Anthony Clark, the headmaster of Malvern College, Worcestershire shares his views:
The debates concerning the purpose of education and the best way children should be educated are intertwined. The stances adopted on these issues are as old as the hills. Everybody has an opinion and everybody could be said to be right.
Functionalists may say that education develops people who will be able to contribute to the economy and, in doing so, furthers the broader aims of society, while some Marxists believe that education reinforces social class. Feminists could argue that young women may be forced into stereotypical roles because of the expectations of those around them. Plato advocated males and females learning together, and a more recent focus has been on girls outperforming boys, especially at GCSE level. So who is right?
I am an advocate of co-education as the best modus operandi for educating both sexes, but I am quite prepared to accept that some girls and boys will feel more comfortable in single-sex schools without the opposite sex around. So this is by no means an attack on either an all-boys or all-girls education.
I approach the issue from the perspective of education being a preparation for life: in the workplace, women and men need to draw on a deep-seated and shared understanding of the equality between sexes. Of course, in co-educational schools, girls and boys must have different arrangements for living, but they will generally be working collaboratively in class, developing an understanding of different viewpoints and mixing socially. All of this helps to build a different and most valuable combined outlook on the world.
Girls and boys become friends at co-educational schools. These friendships are as valuable as those made with members of their own sex. Girls and boys may make lasting friendships with their own sex in their boarding houses, or in a sport’s team, but friendships between the sexes are formed through pupils working together academically. These friendships extend to the year group and beyond, and they endure. I know of Old Malvernians that regularly keep in touch and have Sunday lunches with their school friends of both sexes. Who wouldn’t wish for this kind of lasting network of friendship and support?
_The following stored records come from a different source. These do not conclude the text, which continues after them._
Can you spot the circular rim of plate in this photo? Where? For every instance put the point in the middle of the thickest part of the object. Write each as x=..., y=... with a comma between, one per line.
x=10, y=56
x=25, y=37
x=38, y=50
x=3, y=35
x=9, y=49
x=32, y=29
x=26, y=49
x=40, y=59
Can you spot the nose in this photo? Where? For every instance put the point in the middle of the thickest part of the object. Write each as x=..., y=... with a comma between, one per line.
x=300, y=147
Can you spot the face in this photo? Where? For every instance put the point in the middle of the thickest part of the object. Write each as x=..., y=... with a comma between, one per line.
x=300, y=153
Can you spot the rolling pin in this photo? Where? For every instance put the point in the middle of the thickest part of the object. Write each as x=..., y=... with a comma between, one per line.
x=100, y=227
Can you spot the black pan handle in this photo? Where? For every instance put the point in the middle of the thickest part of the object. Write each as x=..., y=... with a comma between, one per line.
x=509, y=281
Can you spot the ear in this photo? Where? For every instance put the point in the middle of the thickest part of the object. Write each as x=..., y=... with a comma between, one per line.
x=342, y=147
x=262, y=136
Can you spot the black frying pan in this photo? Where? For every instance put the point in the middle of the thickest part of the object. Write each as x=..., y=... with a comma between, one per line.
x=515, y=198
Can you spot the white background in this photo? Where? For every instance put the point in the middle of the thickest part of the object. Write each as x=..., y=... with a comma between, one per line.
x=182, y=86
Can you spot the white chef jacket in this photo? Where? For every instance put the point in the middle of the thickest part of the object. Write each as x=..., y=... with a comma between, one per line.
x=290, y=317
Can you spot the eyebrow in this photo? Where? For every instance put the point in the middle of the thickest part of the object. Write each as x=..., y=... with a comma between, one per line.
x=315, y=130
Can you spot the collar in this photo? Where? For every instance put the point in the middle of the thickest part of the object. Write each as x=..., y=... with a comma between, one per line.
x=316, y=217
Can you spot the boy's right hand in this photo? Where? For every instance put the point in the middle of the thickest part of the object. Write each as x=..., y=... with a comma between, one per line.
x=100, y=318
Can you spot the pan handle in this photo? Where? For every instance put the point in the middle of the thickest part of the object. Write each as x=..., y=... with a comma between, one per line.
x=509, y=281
Some people believe that in a co-educational culture there are certain subjects such as physics and computer science that are mainly chosen by boys, while girls might opt for the more arts-orientated subjects, such as English or philosophy. If this was the case some decades ago, my experience is that this is not so in the second decade of the 21st century. Girls are powerful, and they are bright. There is no limit to what girls can do, and those who have grown up in the milieu of co-education do not expect to be funnelled into a certain direction when it comes to subject choice. They are not wary of their subject combinations – they possess determination and make their own decisions.
In co-educational schools, girls are used to being treated the same as the boys. Perhaps in some co-educational schools 20 years ago, it might have been a surprise if a girl were to be head of school, but today it is not. In 2017, we have come to expect that this is the case; the best person for the job gets it and everybody understands that.
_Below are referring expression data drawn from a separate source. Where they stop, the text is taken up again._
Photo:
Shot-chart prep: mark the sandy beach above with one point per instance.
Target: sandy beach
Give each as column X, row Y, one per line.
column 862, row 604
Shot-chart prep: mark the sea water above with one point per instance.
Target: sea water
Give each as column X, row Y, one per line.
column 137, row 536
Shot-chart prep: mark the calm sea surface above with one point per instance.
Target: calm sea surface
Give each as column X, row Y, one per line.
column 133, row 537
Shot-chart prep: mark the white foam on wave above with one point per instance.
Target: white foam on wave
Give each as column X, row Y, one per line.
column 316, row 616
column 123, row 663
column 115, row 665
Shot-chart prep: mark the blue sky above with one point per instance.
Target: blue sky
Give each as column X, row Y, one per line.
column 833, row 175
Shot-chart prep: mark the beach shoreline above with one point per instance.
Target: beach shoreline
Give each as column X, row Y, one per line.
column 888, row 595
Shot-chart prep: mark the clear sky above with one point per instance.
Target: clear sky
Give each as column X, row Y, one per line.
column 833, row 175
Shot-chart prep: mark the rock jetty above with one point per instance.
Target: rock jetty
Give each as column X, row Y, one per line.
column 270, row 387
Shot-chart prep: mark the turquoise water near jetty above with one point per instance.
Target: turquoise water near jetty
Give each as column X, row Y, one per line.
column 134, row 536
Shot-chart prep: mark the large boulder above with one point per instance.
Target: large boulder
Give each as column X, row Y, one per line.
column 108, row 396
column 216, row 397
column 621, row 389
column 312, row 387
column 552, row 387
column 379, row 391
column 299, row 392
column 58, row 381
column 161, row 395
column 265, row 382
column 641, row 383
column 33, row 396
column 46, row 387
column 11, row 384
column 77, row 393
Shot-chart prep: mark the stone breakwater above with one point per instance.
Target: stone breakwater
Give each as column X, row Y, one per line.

In sport, girls and boys play most competitive games separately, but other activities throughout the school programme involve them working together, whether through debating, drama, CCF activities or outdoor pursuits. Academic societies are chaired by girls and boys alike and viewpoints differ regardless of sex.
Both sexes are strong here at Malvern, girls push the boundaries of knowledge and are a force to be reckoned with. Girls and boys form happy relationships and, in my view, are well-prepared for the future where they will be unafraid to meet the challenge of engaging with society at large.